Flour was supposedly invented to feed expanding agricultural civilizations, but it actually dates back at least 32,000 years. In Italy's Grotta Paglicci cave, Paleolithic Gravettian people ground plants into heartier, less perishable foods—thousands of years before farming emerged.
The Gravettians, skilled cave painters and toolmakers, used a dual-purpose pestle and grinder: a hand-sized stone with a pointed end to crack seeds and a flat side to grind them. Residue analysis revealed starches from wild oats, prehistoric millet, and acorns, proving their early mastery of flour production.
5. Deep-Sea Fish (Tuna)

Contrary to the image of primitive cave-dwellers, humans 50,000 years ago possessed advanced maritime skills.

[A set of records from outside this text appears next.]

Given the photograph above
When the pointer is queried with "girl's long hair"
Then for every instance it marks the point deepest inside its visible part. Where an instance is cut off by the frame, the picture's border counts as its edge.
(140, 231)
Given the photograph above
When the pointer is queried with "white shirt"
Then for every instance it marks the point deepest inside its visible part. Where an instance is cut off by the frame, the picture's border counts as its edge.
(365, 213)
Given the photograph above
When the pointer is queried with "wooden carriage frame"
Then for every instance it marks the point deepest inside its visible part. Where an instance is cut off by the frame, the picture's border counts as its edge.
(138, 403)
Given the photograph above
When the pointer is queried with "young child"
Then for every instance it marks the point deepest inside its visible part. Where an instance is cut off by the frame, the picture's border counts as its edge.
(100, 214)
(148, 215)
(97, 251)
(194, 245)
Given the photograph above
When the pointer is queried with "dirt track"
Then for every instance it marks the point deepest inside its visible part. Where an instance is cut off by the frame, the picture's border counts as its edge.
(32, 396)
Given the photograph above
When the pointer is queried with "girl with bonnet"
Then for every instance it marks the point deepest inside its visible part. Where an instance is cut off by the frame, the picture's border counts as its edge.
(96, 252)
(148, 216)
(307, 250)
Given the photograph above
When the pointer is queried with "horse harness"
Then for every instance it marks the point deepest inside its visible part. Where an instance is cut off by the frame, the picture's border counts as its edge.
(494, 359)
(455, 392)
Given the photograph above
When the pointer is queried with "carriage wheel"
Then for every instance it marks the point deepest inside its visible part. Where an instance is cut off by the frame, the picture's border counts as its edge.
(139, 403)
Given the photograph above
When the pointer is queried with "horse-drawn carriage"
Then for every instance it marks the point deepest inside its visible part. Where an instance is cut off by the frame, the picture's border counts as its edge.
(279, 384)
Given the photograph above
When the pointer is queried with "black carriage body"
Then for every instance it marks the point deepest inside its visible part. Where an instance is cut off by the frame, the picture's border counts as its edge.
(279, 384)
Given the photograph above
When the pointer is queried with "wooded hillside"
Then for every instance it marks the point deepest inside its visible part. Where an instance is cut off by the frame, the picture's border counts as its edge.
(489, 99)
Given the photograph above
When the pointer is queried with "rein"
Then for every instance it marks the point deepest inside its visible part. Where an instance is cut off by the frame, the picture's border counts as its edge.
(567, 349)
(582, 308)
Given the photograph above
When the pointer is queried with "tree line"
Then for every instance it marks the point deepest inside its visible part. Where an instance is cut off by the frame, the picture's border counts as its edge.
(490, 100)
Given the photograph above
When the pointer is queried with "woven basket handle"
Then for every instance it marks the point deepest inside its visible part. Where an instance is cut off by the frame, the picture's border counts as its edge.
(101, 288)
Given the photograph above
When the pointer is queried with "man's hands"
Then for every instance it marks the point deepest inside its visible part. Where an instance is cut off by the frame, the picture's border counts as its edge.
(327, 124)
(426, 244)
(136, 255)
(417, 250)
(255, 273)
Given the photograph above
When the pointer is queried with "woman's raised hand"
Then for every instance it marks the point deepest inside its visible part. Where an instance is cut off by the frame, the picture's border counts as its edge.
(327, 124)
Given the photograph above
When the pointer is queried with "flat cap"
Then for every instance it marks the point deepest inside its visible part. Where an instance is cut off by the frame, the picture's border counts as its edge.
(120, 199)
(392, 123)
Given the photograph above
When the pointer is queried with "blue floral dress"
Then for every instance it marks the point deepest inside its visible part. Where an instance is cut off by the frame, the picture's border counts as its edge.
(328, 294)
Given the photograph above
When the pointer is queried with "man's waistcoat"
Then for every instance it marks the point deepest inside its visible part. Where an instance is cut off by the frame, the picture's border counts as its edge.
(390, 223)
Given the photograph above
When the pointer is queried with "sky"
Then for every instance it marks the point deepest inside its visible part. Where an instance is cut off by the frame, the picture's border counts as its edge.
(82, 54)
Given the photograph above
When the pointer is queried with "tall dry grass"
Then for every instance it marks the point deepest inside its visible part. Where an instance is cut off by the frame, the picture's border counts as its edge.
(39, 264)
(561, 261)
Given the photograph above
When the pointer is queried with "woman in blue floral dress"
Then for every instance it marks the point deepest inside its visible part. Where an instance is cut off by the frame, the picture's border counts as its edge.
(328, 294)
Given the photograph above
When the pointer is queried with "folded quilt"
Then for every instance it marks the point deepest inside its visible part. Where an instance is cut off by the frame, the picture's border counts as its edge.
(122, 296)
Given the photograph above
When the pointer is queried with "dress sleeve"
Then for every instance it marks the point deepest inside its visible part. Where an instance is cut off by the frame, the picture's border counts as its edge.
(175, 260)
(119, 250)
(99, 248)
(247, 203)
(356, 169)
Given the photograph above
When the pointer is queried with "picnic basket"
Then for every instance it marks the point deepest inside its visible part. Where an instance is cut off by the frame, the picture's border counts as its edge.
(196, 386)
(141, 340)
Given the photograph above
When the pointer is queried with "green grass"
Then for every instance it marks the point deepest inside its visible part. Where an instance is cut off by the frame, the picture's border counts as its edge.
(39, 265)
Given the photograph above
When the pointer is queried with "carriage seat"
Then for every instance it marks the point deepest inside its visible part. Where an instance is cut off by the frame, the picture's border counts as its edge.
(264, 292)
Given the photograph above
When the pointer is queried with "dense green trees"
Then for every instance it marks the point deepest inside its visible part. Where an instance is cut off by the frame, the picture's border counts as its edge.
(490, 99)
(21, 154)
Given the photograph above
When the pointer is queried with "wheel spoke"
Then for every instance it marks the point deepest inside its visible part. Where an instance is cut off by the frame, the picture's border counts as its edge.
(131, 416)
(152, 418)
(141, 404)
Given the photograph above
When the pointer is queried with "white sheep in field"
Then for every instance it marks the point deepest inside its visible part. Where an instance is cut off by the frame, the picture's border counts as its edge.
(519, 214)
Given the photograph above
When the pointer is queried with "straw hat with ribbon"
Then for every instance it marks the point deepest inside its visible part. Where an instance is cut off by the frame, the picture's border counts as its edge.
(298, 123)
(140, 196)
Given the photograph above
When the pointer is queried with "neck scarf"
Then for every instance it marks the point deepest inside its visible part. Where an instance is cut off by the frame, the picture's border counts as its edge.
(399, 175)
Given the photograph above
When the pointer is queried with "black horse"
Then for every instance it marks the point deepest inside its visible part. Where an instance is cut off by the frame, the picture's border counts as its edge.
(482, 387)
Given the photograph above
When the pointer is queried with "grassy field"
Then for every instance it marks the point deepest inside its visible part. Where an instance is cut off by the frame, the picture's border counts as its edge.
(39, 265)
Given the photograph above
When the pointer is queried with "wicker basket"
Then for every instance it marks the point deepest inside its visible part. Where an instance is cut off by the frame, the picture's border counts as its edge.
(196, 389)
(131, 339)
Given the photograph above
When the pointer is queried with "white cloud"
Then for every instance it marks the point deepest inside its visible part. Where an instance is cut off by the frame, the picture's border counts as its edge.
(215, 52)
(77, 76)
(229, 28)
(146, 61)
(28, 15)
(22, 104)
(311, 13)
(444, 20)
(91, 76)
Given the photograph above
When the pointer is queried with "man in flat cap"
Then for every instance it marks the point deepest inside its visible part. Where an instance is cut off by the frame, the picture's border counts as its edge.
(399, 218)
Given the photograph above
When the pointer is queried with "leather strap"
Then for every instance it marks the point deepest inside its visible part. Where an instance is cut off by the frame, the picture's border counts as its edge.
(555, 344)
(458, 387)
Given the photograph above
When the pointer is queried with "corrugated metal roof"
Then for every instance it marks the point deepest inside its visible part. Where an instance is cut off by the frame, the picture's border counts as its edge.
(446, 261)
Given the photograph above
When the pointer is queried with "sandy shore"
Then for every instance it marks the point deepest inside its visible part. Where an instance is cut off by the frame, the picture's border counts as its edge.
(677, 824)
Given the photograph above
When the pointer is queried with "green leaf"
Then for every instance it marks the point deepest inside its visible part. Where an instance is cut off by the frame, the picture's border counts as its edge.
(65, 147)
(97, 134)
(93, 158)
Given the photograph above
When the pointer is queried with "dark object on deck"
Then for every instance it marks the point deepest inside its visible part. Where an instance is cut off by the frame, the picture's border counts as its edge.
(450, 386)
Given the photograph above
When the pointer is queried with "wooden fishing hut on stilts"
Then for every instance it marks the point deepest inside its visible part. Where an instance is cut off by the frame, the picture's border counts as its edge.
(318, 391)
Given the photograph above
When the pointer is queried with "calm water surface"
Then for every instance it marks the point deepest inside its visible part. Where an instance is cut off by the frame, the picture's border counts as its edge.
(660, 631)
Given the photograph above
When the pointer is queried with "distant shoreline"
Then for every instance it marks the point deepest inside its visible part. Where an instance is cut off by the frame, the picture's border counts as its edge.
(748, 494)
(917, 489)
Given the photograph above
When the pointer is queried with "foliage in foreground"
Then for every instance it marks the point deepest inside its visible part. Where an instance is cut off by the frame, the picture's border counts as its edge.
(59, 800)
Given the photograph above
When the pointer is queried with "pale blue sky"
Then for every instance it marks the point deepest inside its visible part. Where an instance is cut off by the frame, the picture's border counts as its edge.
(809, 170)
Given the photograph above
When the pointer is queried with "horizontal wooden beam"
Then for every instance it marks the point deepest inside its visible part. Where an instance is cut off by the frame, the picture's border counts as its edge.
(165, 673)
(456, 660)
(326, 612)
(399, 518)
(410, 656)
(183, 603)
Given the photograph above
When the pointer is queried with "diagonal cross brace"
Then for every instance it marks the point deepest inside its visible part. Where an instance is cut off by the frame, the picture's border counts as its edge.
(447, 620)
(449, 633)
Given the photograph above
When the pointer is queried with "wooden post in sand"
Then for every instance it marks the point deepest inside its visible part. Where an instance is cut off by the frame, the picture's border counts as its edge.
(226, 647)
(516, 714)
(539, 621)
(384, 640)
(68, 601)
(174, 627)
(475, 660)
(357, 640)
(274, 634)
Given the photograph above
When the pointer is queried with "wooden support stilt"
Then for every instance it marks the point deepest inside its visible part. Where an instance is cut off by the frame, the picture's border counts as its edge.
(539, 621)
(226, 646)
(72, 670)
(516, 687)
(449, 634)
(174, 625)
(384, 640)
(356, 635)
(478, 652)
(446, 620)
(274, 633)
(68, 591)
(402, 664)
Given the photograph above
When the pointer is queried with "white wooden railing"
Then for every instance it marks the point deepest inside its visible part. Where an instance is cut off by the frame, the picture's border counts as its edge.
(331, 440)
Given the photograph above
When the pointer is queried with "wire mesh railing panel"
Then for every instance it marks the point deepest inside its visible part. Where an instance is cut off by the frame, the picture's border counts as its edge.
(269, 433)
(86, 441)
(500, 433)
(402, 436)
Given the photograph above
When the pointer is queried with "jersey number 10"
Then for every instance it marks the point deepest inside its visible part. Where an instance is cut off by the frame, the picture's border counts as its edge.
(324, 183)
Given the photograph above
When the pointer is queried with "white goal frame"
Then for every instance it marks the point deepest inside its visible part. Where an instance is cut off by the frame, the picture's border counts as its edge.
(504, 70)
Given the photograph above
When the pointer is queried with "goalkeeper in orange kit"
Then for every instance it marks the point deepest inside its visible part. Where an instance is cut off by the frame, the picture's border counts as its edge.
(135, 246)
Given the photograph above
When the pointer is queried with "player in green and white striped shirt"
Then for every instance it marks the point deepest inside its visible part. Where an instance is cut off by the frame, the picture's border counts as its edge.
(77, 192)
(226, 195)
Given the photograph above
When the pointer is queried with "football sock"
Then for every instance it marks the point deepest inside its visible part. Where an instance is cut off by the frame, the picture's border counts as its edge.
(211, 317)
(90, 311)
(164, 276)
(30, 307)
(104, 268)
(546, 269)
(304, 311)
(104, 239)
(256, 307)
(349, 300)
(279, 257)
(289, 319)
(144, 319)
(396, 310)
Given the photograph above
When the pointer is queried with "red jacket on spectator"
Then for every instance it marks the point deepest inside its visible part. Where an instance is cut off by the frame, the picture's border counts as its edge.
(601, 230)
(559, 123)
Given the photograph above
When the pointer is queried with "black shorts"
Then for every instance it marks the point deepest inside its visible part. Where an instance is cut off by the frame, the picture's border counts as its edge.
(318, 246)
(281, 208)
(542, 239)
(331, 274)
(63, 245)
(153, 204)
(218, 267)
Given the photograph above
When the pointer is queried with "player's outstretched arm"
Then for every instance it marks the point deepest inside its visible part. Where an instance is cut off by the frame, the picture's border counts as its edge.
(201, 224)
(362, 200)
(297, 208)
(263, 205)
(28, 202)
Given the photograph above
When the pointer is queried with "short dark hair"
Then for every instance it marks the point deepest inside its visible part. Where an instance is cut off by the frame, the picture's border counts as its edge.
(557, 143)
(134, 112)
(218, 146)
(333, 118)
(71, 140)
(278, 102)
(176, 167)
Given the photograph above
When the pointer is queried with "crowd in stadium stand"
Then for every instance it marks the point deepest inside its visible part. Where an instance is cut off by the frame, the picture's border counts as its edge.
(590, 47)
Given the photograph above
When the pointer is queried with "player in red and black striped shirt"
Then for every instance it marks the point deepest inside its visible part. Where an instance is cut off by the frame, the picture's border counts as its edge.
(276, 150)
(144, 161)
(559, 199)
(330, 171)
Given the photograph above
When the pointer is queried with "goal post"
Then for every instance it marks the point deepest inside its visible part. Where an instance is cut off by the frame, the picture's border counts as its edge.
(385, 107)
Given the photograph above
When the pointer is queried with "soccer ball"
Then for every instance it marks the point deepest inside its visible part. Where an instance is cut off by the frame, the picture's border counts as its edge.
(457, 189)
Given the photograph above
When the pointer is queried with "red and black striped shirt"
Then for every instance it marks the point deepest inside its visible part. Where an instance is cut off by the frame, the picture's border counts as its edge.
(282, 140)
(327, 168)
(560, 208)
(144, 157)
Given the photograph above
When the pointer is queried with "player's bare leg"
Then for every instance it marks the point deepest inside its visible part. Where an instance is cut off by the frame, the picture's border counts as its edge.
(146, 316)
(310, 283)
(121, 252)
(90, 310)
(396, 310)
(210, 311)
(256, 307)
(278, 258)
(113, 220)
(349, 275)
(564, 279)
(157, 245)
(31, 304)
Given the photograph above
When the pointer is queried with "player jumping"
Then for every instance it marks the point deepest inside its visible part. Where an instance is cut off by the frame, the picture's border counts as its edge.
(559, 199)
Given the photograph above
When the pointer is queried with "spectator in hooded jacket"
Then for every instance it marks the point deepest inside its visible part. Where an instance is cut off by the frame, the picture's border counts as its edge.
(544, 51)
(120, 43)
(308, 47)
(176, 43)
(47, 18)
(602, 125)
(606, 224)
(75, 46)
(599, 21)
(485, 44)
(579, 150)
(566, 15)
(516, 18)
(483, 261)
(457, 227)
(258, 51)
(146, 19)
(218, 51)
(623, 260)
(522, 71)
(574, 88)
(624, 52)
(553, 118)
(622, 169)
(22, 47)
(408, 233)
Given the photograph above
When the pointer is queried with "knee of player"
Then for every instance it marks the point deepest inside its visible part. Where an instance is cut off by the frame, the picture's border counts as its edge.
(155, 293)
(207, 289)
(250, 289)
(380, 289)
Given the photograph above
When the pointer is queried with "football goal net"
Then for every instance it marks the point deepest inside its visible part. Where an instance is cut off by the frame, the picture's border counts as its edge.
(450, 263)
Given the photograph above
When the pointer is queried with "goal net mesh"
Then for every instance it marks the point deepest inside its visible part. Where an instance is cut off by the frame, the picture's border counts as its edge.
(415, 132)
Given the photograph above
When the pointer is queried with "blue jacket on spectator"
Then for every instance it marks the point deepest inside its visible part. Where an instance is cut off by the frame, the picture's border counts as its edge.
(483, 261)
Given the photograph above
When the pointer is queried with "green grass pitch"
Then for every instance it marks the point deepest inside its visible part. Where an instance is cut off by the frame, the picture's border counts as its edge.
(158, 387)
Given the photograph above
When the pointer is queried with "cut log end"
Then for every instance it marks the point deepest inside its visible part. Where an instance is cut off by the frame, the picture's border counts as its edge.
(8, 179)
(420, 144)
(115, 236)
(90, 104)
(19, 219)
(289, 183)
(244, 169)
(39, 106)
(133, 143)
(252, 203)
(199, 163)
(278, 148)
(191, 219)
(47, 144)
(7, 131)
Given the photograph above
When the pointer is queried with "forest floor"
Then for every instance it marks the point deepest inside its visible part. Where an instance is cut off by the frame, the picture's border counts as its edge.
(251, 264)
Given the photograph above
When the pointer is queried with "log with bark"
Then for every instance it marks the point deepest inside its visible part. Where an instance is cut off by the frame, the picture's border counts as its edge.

They not only crossed deep seas to reach Australia but also enjoyed a rich diet, including fish that are highly valuable today. Evidence from a shelter in Jerimalai, East Timor, includes 38,000 fish bones from 42,000 years ago. Over half belonged to pelagic species like tuna and parrotfish, proving early open-sea fishing.
The discovery of shell fishhooks, the oldest dating between 16,000–23,000 years, radically rewrites fishing history, as the previous oldest known hook was only 5,500 years old. Catching agile tuna required rafts and sophisticated tools like nets or strong hooks. These findings showcase the remarkable seafaring and technological capabilities of our early ancestors.
4. Porridge

3. Loads Of Roasted Sweet Potatoes

In South Africa's Border Cave, Paleolithic people were roasting and eating sweet potatoes over 170,000 years ago—the oldest roasted starches ever found. Charred samples reveal these ancient Hypoxis tubers could be eaten raw, but cooking made them easier to digest and released more calories, much like modern sweet potatoes.
Today's Hypoxis angustifolia offers about 120 calories per 100 grams and grows year-round across Africa in dense clumps, providing a reliable, efficient food source. This supported ancient migrations and contributed to a diet rich in starch rather than meat, as evidenced by plant remains in the region.
2. Rabbits

A large kill like a mammoth could sustain Neanderthals for days, but relying solely on such hunts risked starvation. They thus adapted by learning to build traps to catch plentiful small prey like rabbits. At sites in France dating back 400,000 years, rabbit remains comprised 80-90% of animal bones, with some long bones deliberately broken to extract marrow.
This reveals unexpected cleverness and adaptability. Rabbit hunting required traps or snares—an innovation previously credited to modern humans—demanding strategic thinking over brute strength. It was once considered a key reason modern humans outlasted Neanderthals, yet this evidence shows Neanderthals mastered such advanced hunting techniques long before.
1. Juniper-Roasted Escargot

Ancient humans occasionally hunted woolly rhinos, but safer survival strategies centered on less dangerous prey. Over 30,000 years ago, Spanish Homo sapiens became the first known humans to eat escargot, consuming Iberus alonensis land snails during the Pleistocene-Holocene transition.
At Spain's Cova de la Barriada cave, scientists discovered 30,000-year-old snail remnants—10,000 years older than previous Mediterranean findings. These early snails were cooked like a delicacy over juniper embers at high heat, around 375°C (707°F).